如此重重的被打还是头一次,所以费姨娘继续哭爹喊娘的,若嬷嬷听的烦了,直接拽了一个不知道哪里来的汗巾,塞到了费姨娘的嘴里,这应该是个老农用了多年的汗巾子,所以臭气熏天,让费姨娘一下子熏晕了,老实了。
围观的百姓也看出了一些门道窃窃私语道:“原来咱们钟城主宠妾灭妻是真的,这个费家的姨娘真是不要脸。”
“是啊是啊,夫人看起来很憔悴啊,听说之前还中毒了呢?真是新黑心肝的玩意,不知道是谁这么阴损,这不是致人于死地呢吗?太他娘的缺德了。”

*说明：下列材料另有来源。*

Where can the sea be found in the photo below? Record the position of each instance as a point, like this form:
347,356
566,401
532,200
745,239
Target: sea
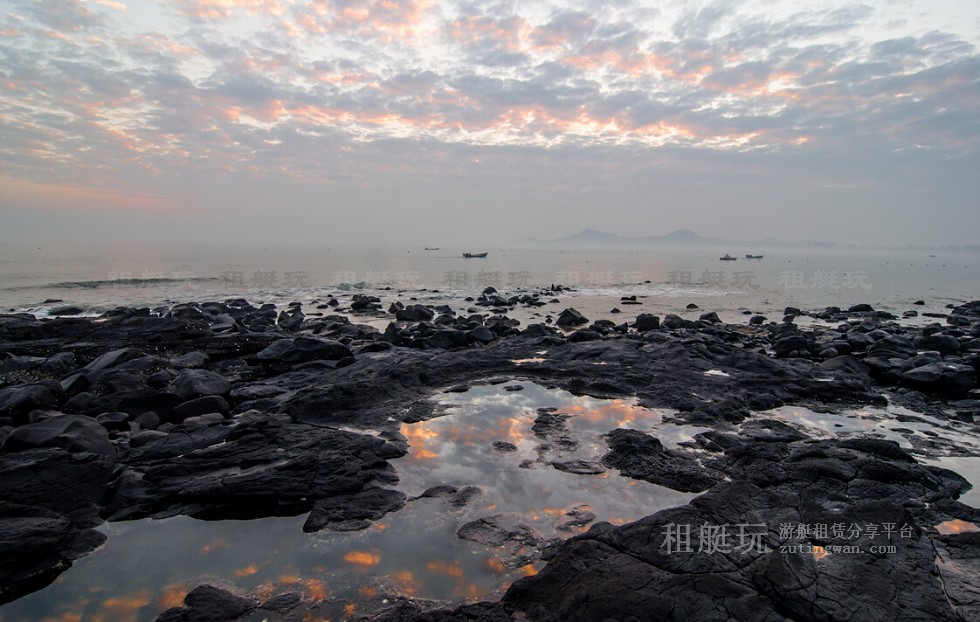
95,278
147,566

“这种臭不要脸的就要这么对待才是,要我看都是钟城主无能,否则也不会让一个妾室欺负正室,真是罔顾祖训的东西。”
百姓的窃窃私语,让钟远山的脸色更加铁青黑绿的难看,从来没有人这样拂过他的面子,是可忍孰不可忍,钟远山道:“和平城主这是臣的家事,不牢城主费心了。”
伊宁冷酷的道:“哦?是家事吗?家事都理得这般混乱,如何能打理好城池,既然如此你的夫人自请和离,而且五十几条罪状,告你虐待嫡出子女,宠妾灭妻,贪墨正室的嫁妆,和外敌勾结,与外族通婚,伙同妾室给正室下药打算灭害,将十七城的百姓安危不顾,任由费家胡作非为,最要命的将粮食贡献给外邦,这几十条罪过钟城主可认下?”
“当然你可以说冤枉,那么最要紧的一条,沈氏告你没有能力做城主,自请和离的重要原因是你不仅没达到本城主说的三年之期的约定,粮食一百万斤,至今只有不到十万斤,税银三百万两,结果现在弄得十七城已经成了空壳子,三年只上来三千两,至于造桥铺路办学堂则是一件都没有兑现,甚至将商业市场闹得一团混乱,还将十七城的库房因为一个姨娘的缘故都搬到了费家,最要紧的脸城主令都丢了,这样的城主要来何用,说!”
伊宁忽然大喝,拍响了惊堂木,让钟远山冷汗淋漓,差点被吓死,没有想到和平城主已经摸得门清了,甚至最要命的城主令丢的事情都知道了。
难道是沈氏早就知道了,所以这会子钟远山不回答伊宁的话,反而对着沈氏怒吼道:“是你,贱人,是你坏我好事,竟然是你!”
沈氏进来之后,就带着忘忧和无忧跪在地上目光平静,都说一日夫妻百日恩,可是沈氏和钟远山之间这些恩早早的就被消耗的一干二净。
如今面对昔日倾心对待的狼子野心的玩意,沈氏只叹自己可笑,还很傻,所以面对钟远山的时候,真是连多看一眼都不愿意。
沈氏跪的恭恭敬敬的道:“求城主看我是个妇人成全了沈氏,沈氏自愿带着残缺的嫁妆和两个孩子净身出户,妾身已经心死,只求日后安定的生活,求和平城主成全!”
钟远山大喝道:“沈氏,你休想,你想把我钟家的血脉带走,休想门都没有,族里是不会通过的,忘忧和无忧你们要是爹爹的好儿女,就告诉你娘,你们是不会跟着这个贱人走的,快说!”
钟忘忧膝行几步道:“钟忘忧今个在此郑重宣告,从今往后我钟忘忧和钟家没有任何关系,自愿和娘亲带着弟弟净身出户,如果可以我们愿意入沈氏的族谱,改名换姓,求城主成全!”
钟无忧也跟着道:“我和姐姐的要求一样,日后于钟家没有任何的瓜葛,自立门户赡养母亲,求城主成全!”